A lawyer should pursue a matter on behalf of a client despite opposition, obstruction or personal inconvenience to the lawyer, and may take whatever lawful and ethical measures are required to vindicate a client’s cause or endeavor. A lawyer should act with commitment and dedication to the interests of the client and with zeal in advocacy upon the client’s behalf. However, a lawyer is not bound to press for every advantage that might be realized for a client. A lawyer has professional discretion in determining the means by which a matter should be pursued. See Rule 1.2. A lawyer’s workload should be controlled so that each matter can be handled adequately. Inevitably, there will be times when a lawyer, through no fault of the lawyer, is unable to complete all work for the client within an optimal time frame. In these circumstances, a lawyer has professional discretion to determine that a client’s legal position will not be affected by the lawyer’s pursuing for the moment the work of other clients.

Perhaps no professional shortcoming is more widely resented than procrastination. A client’s interests often can be adversely affected by the passage of time or the change of conditions; in extreme instances, as when a lawyer overlooks a statute of limitations, the client’s legal position may be destroyed. In other instances, a client’s legal position is unaffected by the passage of time. Even when the client’s interests are not affected in substance, however, unreasonable delay can cause a client needless anxiety and undermine confidence in the lawyer’s trustworthiness. However, delays may be beyond the control of the lawyer, and the timing and pace of a matter may be determined by either courts or other parties.

The client bears ultimate responsibility for entrusting a legal matter to a lawyer. The offer to a lawyer of a legal matter for handling, and the acceptance by the lawyer of the responsibility for the matter, should constitute a clear and unambiguous undertaking by the lawyer and an entrustment by the client. Absent either, the client and the lawyer may hold differing beliefs concerning the lawyer’s responsibilities.

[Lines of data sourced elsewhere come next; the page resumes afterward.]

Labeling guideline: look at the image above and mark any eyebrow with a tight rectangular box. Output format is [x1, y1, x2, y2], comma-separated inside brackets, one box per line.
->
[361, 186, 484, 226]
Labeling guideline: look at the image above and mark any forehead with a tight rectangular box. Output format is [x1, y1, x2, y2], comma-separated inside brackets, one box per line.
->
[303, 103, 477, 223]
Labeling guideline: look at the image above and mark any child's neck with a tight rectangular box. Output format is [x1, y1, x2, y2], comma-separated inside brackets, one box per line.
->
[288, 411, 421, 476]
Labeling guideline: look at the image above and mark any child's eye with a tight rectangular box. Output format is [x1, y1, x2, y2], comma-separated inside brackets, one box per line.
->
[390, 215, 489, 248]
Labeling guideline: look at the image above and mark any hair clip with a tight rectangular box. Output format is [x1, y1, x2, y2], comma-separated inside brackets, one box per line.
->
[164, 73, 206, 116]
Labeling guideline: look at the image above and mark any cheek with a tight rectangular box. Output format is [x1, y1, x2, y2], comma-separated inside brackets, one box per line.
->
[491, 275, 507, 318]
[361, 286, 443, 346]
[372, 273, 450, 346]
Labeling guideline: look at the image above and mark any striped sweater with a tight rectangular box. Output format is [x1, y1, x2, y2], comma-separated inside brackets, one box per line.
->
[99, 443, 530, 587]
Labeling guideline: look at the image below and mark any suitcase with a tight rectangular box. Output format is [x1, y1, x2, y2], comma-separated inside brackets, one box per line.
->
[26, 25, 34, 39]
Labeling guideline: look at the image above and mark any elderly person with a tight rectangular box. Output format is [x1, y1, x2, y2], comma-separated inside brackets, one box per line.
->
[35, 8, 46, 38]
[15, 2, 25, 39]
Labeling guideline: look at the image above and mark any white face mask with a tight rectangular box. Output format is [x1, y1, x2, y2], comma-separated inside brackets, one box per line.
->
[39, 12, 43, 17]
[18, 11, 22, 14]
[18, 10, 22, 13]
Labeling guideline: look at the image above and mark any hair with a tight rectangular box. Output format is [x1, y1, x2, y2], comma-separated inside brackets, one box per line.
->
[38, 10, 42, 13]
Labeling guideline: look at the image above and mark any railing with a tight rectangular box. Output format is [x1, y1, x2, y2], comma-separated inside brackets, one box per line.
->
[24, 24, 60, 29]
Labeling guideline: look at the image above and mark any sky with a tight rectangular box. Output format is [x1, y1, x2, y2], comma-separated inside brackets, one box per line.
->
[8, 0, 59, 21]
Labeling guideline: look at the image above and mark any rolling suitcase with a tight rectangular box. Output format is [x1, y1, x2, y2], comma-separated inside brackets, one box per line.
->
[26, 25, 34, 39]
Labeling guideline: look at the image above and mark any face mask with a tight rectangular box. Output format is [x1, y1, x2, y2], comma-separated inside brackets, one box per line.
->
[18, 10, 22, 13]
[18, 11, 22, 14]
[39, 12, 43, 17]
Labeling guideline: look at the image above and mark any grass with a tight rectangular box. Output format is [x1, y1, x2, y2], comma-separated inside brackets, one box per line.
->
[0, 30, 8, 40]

Unless the relationship is terminated as provided in Rule 1.16, a lawyer should carry through to conclusion all matters undertaken for a client. If a lawyer’s employment is limited to a specific matter, the relationship terminates when the matter has been resolved. If a lawyer has served a client over a substantial period in a variety of matters, the client sometimes may assume that the lawyer will continue to serve on a continuing basis unless the lawyer gives notice of withdrawal. Doubt about whether a client-lawyer relationship still exists should be clarified by the lawyer, preferably in writing, so that the client will not mistakenly suppose the lawyer is looking after the client’s affairs when the lawyer has ceased to do so. For example, if a lawyer has handled a judicial or administrative proceeding that produced a result adverse to the client but has not been specifically instructed concerning pursuit of an appeal, the lawyer should advise the client of the possibility of appeal before relinquishing responsibility for the matter.